Step 1
Given set of Equations:
\[\left\{ \begin{array}{l}{x_1} + 5{x_2} = 7\\ - 2{x_1} - 7{x_2} = - 5\end{array} \right.\]We have to Solve the system of equations given above by using elementary row operations on the equations or on the augmented matrix. We will prefer the augmented matrix method.

Step 2
Convert the given system of Equations into augmented matrix form . \[\begin{array}{l}\left[ {\begin{array}{*{20}{c}}1&5\\{ - 2}&{ - 7}\end{array}} \right]\left[ {\begin{array}{*{20}{c}}{{x_1}}\\{{x_2}}\end{array}} \right] = \left[ {\begin{array}{*{20}{c}}7\\{ - 5}\end{array}} \right]\\\\A = \left[ {\begin{array}{*{20}{c}}1&5&7\\{ - 2}&{ - 7}&{ - 5}\end{array}} \right]\end{array}\]
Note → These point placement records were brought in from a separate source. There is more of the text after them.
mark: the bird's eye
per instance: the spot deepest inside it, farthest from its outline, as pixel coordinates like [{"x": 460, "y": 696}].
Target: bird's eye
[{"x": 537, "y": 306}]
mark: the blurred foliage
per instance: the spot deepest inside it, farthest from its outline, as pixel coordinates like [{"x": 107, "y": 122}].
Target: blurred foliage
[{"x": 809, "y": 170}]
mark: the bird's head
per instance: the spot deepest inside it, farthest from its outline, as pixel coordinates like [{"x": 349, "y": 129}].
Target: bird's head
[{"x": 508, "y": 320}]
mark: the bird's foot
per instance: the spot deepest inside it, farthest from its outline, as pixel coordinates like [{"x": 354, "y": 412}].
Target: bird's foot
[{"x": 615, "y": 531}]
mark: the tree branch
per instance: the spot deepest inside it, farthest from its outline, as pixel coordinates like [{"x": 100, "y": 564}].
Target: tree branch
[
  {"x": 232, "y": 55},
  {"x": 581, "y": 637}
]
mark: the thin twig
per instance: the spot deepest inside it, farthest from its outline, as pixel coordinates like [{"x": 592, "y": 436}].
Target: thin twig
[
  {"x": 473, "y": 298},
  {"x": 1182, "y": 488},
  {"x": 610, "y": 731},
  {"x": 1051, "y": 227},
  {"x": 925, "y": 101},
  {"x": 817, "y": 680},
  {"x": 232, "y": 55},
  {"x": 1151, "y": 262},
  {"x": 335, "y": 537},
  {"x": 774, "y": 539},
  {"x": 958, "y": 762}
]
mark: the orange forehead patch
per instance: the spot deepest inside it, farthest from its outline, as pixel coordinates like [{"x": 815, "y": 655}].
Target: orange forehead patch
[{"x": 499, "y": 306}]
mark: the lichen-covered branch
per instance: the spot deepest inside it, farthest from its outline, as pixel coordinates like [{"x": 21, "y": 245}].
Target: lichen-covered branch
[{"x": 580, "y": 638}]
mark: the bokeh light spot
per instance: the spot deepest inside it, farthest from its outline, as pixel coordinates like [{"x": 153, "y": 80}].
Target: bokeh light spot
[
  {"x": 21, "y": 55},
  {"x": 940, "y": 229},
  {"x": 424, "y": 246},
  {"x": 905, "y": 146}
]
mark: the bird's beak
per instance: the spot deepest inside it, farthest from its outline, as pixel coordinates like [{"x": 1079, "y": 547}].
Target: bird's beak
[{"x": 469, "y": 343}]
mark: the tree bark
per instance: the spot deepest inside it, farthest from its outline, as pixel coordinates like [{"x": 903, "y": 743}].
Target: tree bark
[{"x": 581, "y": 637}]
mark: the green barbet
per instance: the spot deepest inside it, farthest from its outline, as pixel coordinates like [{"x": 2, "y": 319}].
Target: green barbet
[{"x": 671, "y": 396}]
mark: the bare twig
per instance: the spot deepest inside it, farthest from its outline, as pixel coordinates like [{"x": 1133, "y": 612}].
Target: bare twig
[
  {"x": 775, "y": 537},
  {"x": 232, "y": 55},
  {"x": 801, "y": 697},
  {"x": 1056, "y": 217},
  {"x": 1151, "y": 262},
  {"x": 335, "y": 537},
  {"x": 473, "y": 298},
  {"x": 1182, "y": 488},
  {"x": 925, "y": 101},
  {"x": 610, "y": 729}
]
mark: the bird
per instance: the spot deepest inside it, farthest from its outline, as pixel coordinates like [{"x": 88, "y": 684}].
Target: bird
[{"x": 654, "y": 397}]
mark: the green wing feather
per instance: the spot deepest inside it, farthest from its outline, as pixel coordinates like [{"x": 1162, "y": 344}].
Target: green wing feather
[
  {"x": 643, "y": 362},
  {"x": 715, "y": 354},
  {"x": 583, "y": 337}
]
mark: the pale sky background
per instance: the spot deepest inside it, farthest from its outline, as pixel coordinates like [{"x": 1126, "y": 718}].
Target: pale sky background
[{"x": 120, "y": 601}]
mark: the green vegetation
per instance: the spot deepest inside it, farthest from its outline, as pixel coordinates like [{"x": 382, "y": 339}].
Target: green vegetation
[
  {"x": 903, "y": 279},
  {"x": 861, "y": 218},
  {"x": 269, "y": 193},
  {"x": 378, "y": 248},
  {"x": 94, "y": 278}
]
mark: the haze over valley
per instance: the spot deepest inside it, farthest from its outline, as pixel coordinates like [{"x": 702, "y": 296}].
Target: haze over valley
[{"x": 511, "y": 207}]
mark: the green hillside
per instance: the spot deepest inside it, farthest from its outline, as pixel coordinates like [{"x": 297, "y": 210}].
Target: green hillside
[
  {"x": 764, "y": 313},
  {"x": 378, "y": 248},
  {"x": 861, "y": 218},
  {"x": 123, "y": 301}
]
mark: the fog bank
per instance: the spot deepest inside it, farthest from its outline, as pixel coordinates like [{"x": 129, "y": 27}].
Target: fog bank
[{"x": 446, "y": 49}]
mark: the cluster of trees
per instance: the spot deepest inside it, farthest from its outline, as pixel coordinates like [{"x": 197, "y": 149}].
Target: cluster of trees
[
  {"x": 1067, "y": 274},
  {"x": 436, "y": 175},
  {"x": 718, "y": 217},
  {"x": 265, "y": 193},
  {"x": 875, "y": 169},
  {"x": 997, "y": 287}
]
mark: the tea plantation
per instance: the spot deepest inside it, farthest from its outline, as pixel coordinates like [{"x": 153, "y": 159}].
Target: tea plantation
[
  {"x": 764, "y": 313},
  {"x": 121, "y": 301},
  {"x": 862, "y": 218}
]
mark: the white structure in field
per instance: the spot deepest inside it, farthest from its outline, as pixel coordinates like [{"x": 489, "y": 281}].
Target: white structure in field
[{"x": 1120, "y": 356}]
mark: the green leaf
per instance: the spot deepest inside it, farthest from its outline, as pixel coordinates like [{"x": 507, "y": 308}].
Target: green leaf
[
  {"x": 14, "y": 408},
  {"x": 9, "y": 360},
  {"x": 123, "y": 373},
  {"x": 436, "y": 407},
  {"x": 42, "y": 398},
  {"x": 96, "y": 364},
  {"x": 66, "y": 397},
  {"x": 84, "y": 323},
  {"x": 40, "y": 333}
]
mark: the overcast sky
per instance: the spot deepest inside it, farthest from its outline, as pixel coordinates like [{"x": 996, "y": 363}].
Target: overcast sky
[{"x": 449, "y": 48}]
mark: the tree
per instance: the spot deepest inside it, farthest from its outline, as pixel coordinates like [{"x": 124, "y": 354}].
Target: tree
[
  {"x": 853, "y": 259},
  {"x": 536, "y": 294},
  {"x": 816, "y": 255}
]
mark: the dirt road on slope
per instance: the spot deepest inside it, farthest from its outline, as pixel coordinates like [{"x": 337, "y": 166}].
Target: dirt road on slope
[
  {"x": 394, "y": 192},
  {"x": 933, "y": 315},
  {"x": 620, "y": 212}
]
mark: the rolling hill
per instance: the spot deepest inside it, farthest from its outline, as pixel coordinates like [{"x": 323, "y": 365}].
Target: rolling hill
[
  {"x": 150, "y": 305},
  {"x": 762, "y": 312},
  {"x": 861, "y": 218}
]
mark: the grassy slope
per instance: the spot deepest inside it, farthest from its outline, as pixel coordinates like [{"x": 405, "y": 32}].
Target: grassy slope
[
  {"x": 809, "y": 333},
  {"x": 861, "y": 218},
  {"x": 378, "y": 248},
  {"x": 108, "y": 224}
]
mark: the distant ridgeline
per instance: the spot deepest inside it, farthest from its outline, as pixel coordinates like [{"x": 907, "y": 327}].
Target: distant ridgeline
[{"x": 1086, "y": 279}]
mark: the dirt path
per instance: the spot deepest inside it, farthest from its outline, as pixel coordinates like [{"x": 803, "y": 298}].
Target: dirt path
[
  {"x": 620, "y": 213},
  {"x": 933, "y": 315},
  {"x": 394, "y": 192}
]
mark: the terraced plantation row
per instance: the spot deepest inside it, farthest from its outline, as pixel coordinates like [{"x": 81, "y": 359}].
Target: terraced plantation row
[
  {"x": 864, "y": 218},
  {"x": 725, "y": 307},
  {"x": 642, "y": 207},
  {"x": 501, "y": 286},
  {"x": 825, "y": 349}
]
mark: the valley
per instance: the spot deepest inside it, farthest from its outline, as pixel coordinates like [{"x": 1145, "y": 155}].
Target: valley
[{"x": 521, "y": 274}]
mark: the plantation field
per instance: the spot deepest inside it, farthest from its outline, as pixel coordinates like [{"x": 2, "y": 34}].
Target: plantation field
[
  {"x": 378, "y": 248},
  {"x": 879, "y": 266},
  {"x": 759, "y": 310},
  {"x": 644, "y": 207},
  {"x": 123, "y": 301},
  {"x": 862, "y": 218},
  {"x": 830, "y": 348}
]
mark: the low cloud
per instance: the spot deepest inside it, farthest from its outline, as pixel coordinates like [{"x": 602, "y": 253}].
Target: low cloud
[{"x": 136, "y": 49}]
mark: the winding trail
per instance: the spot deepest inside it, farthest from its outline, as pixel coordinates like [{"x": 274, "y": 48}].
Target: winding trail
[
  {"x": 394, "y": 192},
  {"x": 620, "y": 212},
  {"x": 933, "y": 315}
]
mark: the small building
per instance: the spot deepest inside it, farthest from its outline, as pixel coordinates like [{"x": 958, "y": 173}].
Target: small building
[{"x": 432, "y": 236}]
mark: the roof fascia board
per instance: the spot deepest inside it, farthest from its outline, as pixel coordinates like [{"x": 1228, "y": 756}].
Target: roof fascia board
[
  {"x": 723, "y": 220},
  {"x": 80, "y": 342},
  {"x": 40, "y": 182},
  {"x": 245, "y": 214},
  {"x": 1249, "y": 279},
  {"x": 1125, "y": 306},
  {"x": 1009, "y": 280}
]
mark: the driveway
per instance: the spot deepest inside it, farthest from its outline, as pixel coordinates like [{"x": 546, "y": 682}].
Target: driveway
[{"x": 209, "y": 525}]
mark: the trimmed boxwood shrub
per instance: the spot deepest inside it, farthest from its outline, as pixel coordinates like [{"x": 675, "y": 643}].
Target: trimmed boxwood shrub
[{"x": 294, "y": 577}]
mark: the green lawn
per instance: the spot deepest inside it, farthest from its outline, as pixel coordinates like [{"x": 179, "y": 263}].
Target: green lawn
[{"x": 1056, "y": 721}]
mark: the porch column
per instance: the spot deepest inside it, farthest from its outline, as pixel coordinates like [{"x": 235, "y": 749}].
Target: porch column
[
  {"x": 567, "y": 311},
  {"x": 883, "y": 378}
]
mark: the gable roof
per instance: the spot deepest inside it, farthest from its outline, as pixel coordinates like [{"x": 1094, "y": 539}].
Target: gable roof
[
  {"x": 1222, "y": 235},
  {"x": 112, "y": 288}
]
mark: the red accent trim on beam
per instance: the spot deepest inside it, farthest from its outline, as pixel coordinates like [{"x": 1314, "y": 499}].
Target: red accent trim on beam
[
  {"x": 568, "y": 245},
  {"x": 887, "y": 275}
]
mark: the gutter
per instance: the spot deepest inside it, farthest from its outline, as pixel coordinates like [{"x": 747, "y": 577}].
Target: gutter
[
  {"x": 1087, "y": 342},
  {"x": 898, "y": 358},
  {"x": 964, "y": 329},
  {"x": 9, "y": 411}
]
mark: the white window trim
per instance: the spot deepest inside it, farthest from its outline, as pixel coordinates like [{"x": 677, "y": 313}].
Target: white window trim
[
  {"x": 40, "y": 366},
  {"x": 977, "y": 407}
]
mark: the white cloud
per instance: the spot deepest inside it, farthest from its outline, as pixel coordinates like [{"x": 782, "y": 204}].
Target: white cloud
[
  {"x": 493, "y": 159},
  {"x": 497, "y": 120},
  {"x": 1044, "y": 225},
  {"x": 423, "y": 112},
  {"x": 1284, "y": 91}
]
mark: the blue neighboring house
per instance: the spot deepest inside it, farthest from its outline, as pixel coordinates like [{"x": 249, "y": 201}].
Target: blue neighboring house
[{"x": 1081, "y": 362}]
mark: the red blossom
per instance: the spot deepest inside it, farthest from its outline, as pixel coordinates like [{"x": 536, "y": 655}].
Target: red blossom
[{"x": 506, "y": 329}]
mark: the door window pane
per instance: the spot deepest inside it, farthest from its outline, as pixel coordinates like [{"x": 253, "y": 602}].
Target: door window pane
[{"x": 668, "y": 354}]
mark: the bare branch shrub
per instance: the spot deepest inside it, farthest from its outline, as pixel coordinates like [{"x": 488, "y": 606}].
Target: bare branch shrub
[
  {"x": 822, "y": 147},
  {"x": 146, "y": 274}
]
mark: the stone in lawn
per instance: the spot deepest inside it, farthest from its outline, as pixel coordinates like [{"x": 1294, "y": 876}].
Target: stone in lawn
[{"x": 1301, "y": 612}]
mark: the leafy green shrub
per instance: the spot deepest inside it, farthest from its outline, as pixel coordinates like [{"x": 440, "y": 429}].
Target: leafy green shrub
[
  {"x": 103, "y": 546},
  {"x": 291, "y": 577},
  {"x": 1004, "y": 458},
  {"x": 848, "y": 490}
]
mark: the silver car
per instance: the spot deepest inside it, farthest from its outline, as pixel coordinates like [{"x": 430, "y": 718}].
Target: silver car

Step 3: ${R_2} = {R_2} + 2{R_1}$
\[\begin{array}{l}A = \left[ {\begin{array}{*{20}{c}}1&5&7\\{ - 2}&{ - 7}&{ - 5}\end{array}} \right]\\\\ = \left[ {\begin{array}{*{20}{c}}1&5&7\\{ - 2 + 2\left( 1 \right)}&{ - 7 + 2\left( 5 \right)}&{ - 5 + 2\left( 7 \right)}\end{array}} \right]\\\\ = \left[ {\begin{array}{*{20}{c}}1&5&7\\0&3&9\end{array}} \right]\end{array}\]

Step 4: ${R_2} = {R_2}/3 $
\[\begin{array}{l}A = \left[ {\begin{array}{*{20}{c}}1&5&7\\0&3&9\end{array}} \right]\\\\ = \left[ {\begin{array}{*{20}{c}}1&5&7\\0&{3/3}&{9/3}\end{array}} \right]\\\\ = \left[ {\begin{array}{*{20}{c}}1&5&7\\0&1&3\end{array}} \right]\end{array}\]

Step 5: Write the reduced form in system of equations
\[\begin{array}{l}A = \left[ {\begin{array}{*{20}{c}}1&5&7\\0&1&3\end{array}} \right]\\\\\left[ {\begin{array}{*{20}{c}}1&5\\0&1\end{array}} \right]\left[ {\begin{array}{*{20}{c}}{{x_1}}\\{{x_2}}\end{array}} \right] = \left[ {\begin{array}{*{20}{c}}7\\3\end{array}} \right]\\\\\left\{ \begin{array}{l}{x_1} + 5{x_2} = 7\\{x_2} = 3\end{array} \right.\end{array}\]

Step 6
From the last row, we have\[{x_2} = 3\]Now put the value of $x_3$ in first row
\[\begin{array}{l}{x_1} + 5{x_2} = 7\\{x_1} + 5\left( 3 \right) = 7\\{x_1} = 7 - 15\\{x_1} = - 8\end{array}\]

Step 4: ANSWERS
\[\left[ \begin{array}{l}{x_1} = - 8\\{x_2} = 3\end{array} \right]\]